The nation’s freight railroads were barely out of the headlines following December’s threatened labor strike when they exploded into prominence once again in mid-February after a Norfolk Southern train carrying hazardous materials derailed in the small town of East Palestine, Ohio.
Although no one was killed, the Biden administration got a black eye for its slow response and the public was suddenly shocked to learn that train derailments are a daily occurrence in the United States, including trains that routinely haul hazmats through populated areas.

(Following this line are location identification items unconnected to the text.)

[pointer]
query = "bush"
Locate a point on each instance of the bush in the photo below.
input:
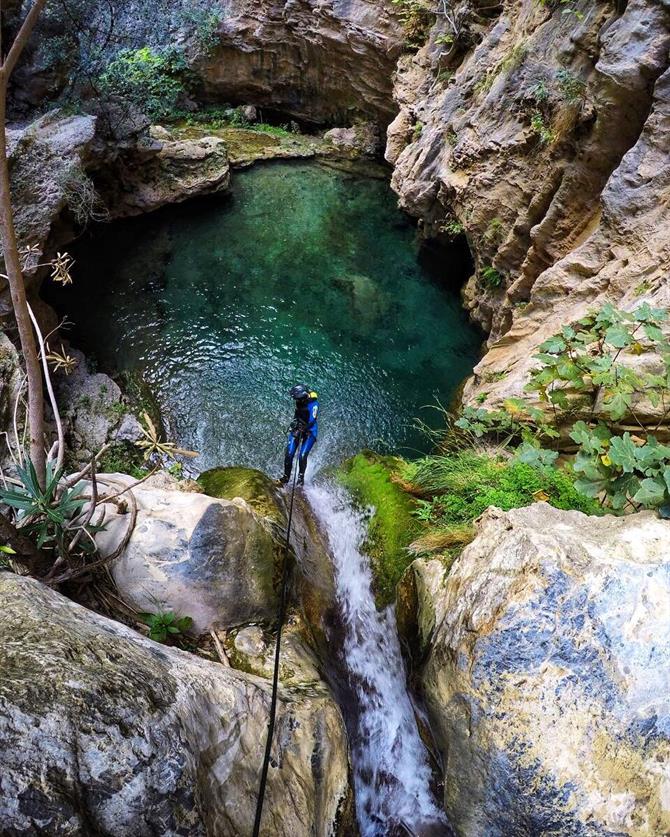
(391, 528)
(463, 484)
(153, 81)
(587, 381)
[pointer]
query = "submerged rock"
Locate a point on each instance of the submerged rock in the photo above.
(214, 560)
(106, 732)
(547, 678)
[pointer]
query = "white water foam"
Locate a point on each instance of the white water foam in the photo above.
(391, 771)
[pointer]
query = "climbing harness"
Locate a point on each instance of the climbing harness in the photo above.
(275, 676)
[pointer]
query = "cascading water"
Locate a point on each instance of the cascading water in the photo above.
(391, 770)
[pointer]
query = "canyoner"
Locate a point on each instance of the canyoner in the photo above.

The railroad’s decision to blow up the wrecked train in what it euphemistically termed “a controlled burn” created an even worse public relations nightmare for NS and the government agencies that okayed setting the fire when a thick plume of black smoke filled Americans’ television screens, sickened local residents, and appears to have killed hundreds of local animals and fish.
Secretary of Transportation Pete Buttigieg did himself – and his ambition for running for president – no credit when in interviews conducted at the same time he joked around and seemed to dismiss the incident by pointing out that there are more than 1,000 train derailments that occur each year After Buttigieg’s failure to say or do anything useful, the local mayor said he shouldn’t visit the town.

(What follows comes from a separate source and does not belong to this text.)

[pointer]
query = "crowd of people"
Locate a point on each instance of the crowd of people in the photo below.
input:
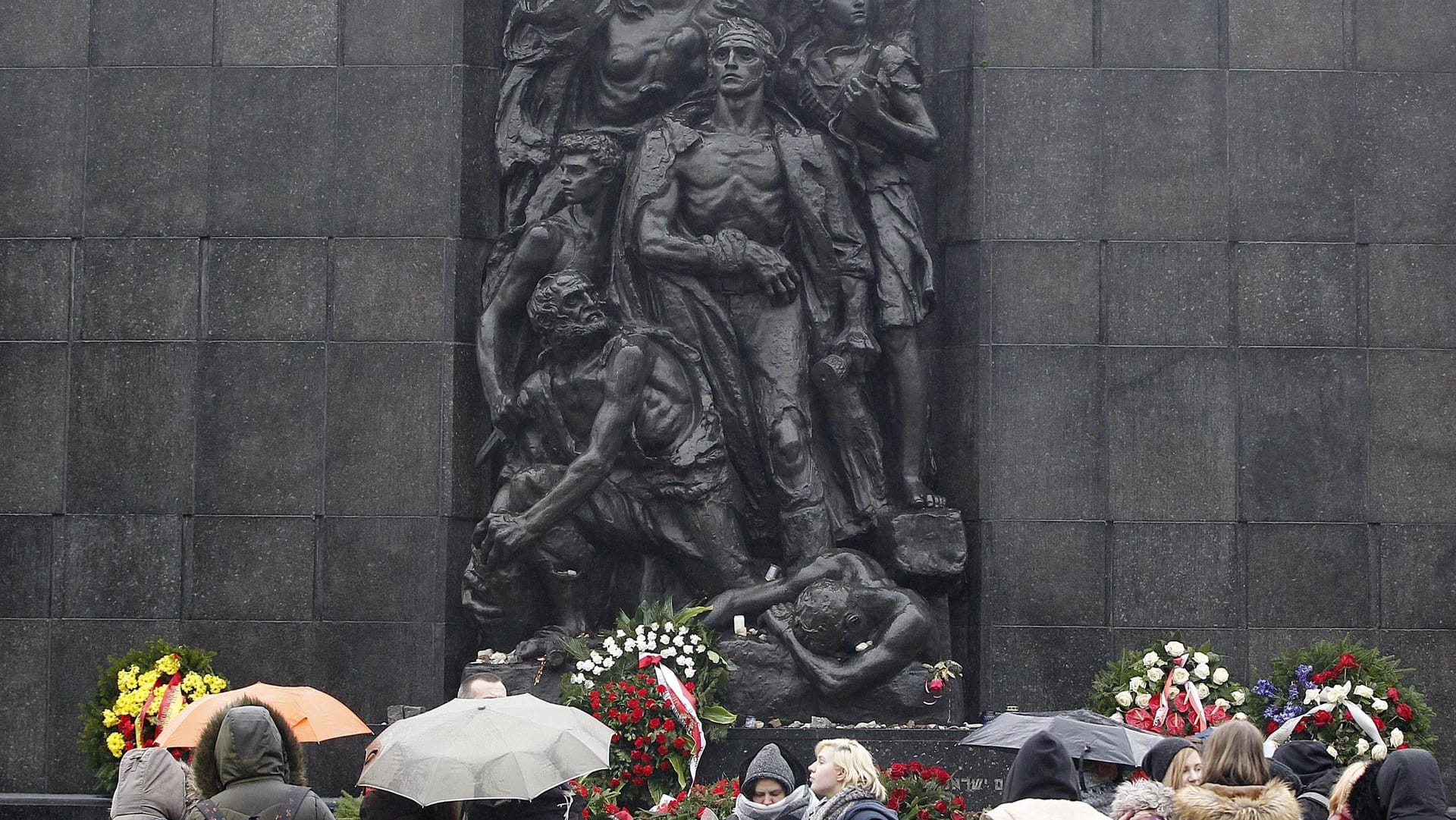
(249, 765)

In addition, NS has come under particular scrutiny for the operational changes to its system that were wrought by Precision Scheduled Railroading, the operations model that swept through the industry throughout the past five years.
PSR imposes an overwhelming emphasis on cost cutting to boost shareholder returns, including lengthening trains, sidelining equipment and slashing large numbers of personnel.
The Brotherhood of Railroad Signalmen reported that that until three years ago, NS had electronic leaders in the part of its system where East Palestine is located. This equipment helps maintain devices like hot-box detectors, which some believe may have prevented the accident from every happening.
Reports say the National Transportation Safety Board believes the derailment may have started with an overheated wheel bearing. However, the board has yet to conclude its investigation.
The union put the blame squarely on the railroad for cutting of staff to the point where even the hotbox leaders in place could not be properly maintained.
We will need to see the NTSB’s final report before we can make an unbiased opinion in that regard, but in the meantime it’s not surprising railroad management and PSR have fallen under suspicion.
But so far, suspicion is all that we have. The Government Accountability Office recently announced that its studies of any connection between PSR and a negative impact on safety have been inconclusive about such a link.
The Federal Railroad Administration also is continuing a number of studies into whether such a connection exists. The railroads themselves say there is no connection. Longer trains and rail traffic congestion due to fewer operating personnel actually has led to lower train speeds on average.
What we learned last fall during the tumultuous rail labor contract negotiations is that train crews at Class 1 railroads routinely suffer from exhaustion and burnout, causing some to leave long-time careers and the rest to rebel against draconian sick leave policies (see related article above).
The Republicans who now control the House of Representatives have already announced that they will be holding hearings look into the Biden administration’s handling of rail safety, which after East Palestine also has drawn criticism from Democrat members.